As American and Soviet forces entered Germany in 1945, they were acutely aware that the scientists who had developed the V-2 were hiding out somewhere, continuing their research. The Nazis had funded a wide variety of advanced scientific and technological development, and these research centres made tempting targets for the invaders. In one major American program, codenamed Paperclip, a large number of German scientists and experts were located and offered new lives in the United States.
For many of them, this was their only chance to escape war crimes charges, or at least a lifetime of association with the highest levels of the Nazi Party and the German military – so it is not surprising that many accepted this offer. The Soviets were somewhat less fair in their own acquisition of Nazi scientists. While it is true that on both sides there was an obvious degree of coercion (work as a scientist, or die as a war criminal), it would also be fair to say that many of the intellectuals “liberated” by the Soviet Union were effectively abducted against their will.

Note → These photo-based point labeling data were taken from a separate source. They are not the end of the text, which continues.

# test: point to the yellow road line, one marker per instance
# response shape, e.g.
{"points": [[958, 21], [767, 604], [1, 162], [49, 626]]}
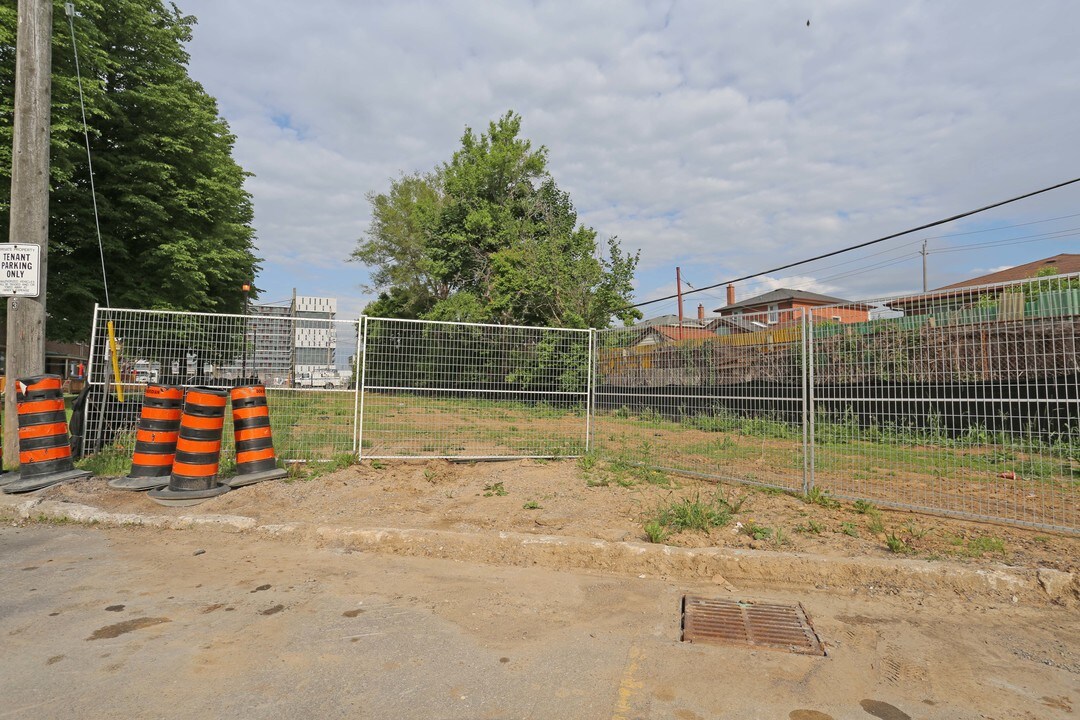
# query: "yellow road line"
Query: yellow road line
{"points": [[629, 687]]}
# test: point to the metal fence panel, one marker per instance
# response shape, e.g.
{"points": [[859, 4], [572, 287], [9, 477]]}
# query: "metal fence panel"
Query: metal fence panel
{"points": [[726, 403], [961, 402], [221, 351], [964, 402], [458, 390]]}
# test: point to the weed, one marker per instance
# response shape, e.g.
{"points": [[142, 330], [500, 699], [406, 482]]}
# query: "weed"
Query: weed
{"points": [[915, 531], [977, 546], [656, 531], [495, 489], [112, 461], [696, 514], [588, 461], [864, 507], [757, 531], [818, 497]]}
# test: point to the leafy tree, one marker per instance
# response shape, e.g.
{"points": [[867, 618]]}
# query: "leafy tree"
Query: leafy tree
{"points": [[490, 238], [175, 218]]}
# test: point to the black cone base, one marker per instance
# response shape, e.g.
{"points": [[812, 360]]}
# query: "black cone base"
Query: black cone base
{"points": [[186, 498], [252, 478], [138, 483], [17, 484]]}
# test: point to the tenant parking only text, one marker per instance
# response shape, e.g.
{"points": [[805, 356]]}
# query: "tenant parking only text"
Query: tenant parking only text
{"points": [[19, 270]]}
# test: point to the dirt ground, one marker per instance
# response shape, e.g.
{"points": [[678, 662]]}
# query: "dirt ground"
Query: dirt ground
{"points": [[601, 501]]}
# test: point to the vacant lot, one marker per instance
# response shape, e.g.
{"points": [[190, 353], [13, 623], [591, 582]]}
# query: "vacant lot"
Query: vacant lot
{"points": [[612, 501]]}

In any case, many German scientists were located and permitted immigration papers to the U.S. under the auspices of the Paperclip project. These included von Braun and several of his closest assistants, such as August Schulze and Eberhard Rees. The German rocket scientists were transported to their new homes at American military test sites in 1945 after the German surrender, formally on one-year labour contracts with their papers processed by American embassies in Mexico and elsewhere in Latin America.
– Legacy –
In both the Soviet and American cases, science policy-makers were well aware that the German rocket program was far more advanced than their own. For this reason, for the first couple of decades of the Cold War, it was the Germans rather than the Americans and Russians who performed much of the work on early spaceflight programs. Without the captured German knowledge, both sides would have taken far longer to reach space, though undoubtedly they would have been able to do so eventually.
In America, most of the Germans were integrated into American society; von Braun, for example, even hosted television programs on the promise of atomic power technology. The Soviets, again, were much less concerned about such niceties, although they did permit most of the less important scientists to return to their original homes in Germany during the 1950s.